X_train, X_test, y_train, y_test = train_test_split(X, y, test_size=0.2, random_state=42)

print("Shape of X_train:", X_train.shape)
print("Shape of X_test:", X_test.shape)
print("Shape of y_train:", y_train.shape)
print("Shape of y_test:", y_test.shape)

### MLR:
Multiple Linear Regression model on the Boston Housing data and its performance using MSE and Adjusted R^2.


In [None]:
from sklearn.linear_model import LinearRegression
from sklearn.metrics import mean_squared_error, r2_score
import statsmodels.api as sm

lr_model = LinearRegression()
lr_model.fit(X_train, y_train)

y_pred_lr = lr_model.predict(X_test)

# MSE and R-squared
mse_lr = mean_squared_error(y_test, y_pred_lr)
r2_lr = r2_score(y_test, y_pred_lr)

# Adjusted R-squared
X_train_sm = sm.add_constant(X_train)
X_test_sm = sm.add_constant(X_test)

ols_model = sm.OLS(y_train, X_train_sm).fit()
adj_r2_lr = ols_model.rsquared_adj

print(f"Linear Regression - Mean Squared Error (MSE): {mse_lr:.4f}")
print(f"Linear Regression - R-squared: {r2_lr:.4f}")
print(f"Linear Regression - Adjusted R-squared: {adj_r2_lr:.4f}")

### KNN
KNN Regression model for different values of k (1-15) and their performance using MSE.


In [None]:
from sklearn.neighbors import KNeighborsRegressor
from sklearn.metrics import mean_squared_error

mse_knn_list = []

for k in range(1, 16):
    knn_model = KNeighborsRegressor(n_neighbors=k)
    knn_model.fit(X_train, y_train)
    y_pred_knn = knn_model.predict(X_test)
    mse_knn = mean_squared_error(y_test, y_pred_knn)
    mse_knn_list.append(mse_knn)

print("MSE for k=1 to 15:", mse_knn_list)

### Plot KNN:


In [None]:
import matplotlib.pyplot as plt

plt.figure(figsize=(10, 6))
plt.plot(range(1, 16), mse_knn_list, marker='o')
plt.xlabel('Number of Neighbors (k)')
plt.ylabel('Mean Squared Error (MSE)')
plt.title('KNN Regression Performance vs.
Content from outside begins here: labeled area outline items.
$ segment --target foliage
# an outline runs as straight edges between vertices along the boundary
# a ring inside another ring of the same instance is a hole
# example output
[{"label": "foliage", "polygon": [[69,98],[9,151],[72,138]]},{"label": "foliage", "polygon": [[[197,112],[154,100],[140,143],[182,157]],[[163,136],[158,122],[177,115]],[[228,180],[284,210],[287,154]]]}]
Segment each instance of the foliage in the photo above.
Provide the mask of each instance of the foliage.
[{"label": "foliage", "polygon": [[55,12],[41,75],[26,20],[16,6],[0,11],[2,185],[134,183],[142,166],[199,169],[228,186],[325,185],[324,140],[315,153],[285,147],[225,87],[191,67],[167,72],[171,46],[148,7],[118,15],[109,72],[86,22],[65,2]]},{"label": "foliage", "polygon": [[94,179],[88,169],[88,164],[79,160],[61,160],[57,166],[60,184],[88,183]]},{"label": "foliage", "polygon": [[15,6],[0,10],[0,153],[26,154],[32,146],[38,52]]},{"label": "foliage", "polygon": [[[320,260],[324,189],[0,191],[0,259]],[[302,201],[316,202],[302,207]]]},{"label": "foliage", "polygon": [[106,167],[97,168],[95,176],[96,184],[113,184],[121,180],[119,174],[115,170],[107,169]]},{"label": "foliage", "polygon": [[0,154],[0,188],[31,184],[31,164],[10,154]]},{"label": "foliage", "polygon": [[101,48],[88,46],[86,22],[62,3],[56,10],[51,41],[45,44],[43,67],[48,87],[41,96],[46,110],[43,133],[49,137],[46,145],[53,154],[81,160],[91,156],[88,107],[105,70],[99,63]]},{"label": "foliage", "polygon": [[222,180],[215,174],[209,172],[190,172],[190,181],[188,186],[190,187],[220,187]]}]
Number of Neighbors (k)')
plt.grid(True)
plt.show()

### Correlation Heatmap

In [None]:
import seaborn as sns
import matplotlib.pyplot as plt

plt.figure(figsize=(12, 10))
sns.heatmap(df.corr(), annot=True, cmap='coolwarm', fmt=".2f")
plt.title('Correlation Heatmap of Boston Housing Dataset')
plt.show()

### Scatter Plot of Predicted vs. Actual Values (Linear Regression)

In [None]:
plt.figure(figsize=(10, 6))
plt.scatter(y_test, y_pred_lr, alpha=0.5)
plt.xlabel("Actual Prices")
plt.ylabel("Predicted Prices")
plt.title("Actual vs. Predicted Prices (Linear Regression)")
plt.plot([y_test.min(), y_test.max()], [y_test.min(), y_test.max()], 'k--', lw=2) # Diagonal line
plt.grid(True)
plt.show()

### Scatter Plot of Predicted vs. Actual Values (KNN Regression - Best k)

In [None]:
# Need to re-train KNN with the best k found previously (best_k)
knn_model_best = KNeighborsRegressor(n_neighbors=best_k)
knn_model_best.fit(X_train, y_train)
y_pred_knn_best = knn_model_best.predict(X_test)

plt.figure(figsize=(10, 6))
plt.scatter(y_test, y_pred_knn_best, alpha=0.5)
plt.xlabel("Actual Prices")
plt.ylabel("Predicted Prices")
plt.title(f"Actual vs. Predicted Prices (KNN Regression with k={best_k})")
plt.plot([y_test.min(), y_test.max()], [y_test.min(), y_test.max()], 'k--', lw=2) # Diagonal line
plt.grid(True)
plt.show()

## Compare MLR and KNN

Comparing the performance of MLR and the KNN model based on their MSE scores and to see which model performs better.


In [None]:
min_mse_knn = min(mse_knn_list)
best_k = mse_knn_list.index(min_mse_knn) + 1

print(f"Minimum MSE for KNN: {min_mse_knn:.4f} at k = {best_k}")
print(f"MSE for Linear Regression: {mse_lr:.4f}")

if min_mse_knn < mse_lr:
    print("KNN Regression performs better based on MSE.")
else:
    print("Linear Regression performs better based on MSE.")

## Explanation

* Minimum MSE for KNN: 23.3970 at k = 6
* MSE for Linear Regression: 14.8007
* A lower MSE indicates that the model's predictions are closer to the actual values on average.
* Therefore, in terms of minimizing the prediction error on this test set, the Linear Regression model performed better than the best KNN model.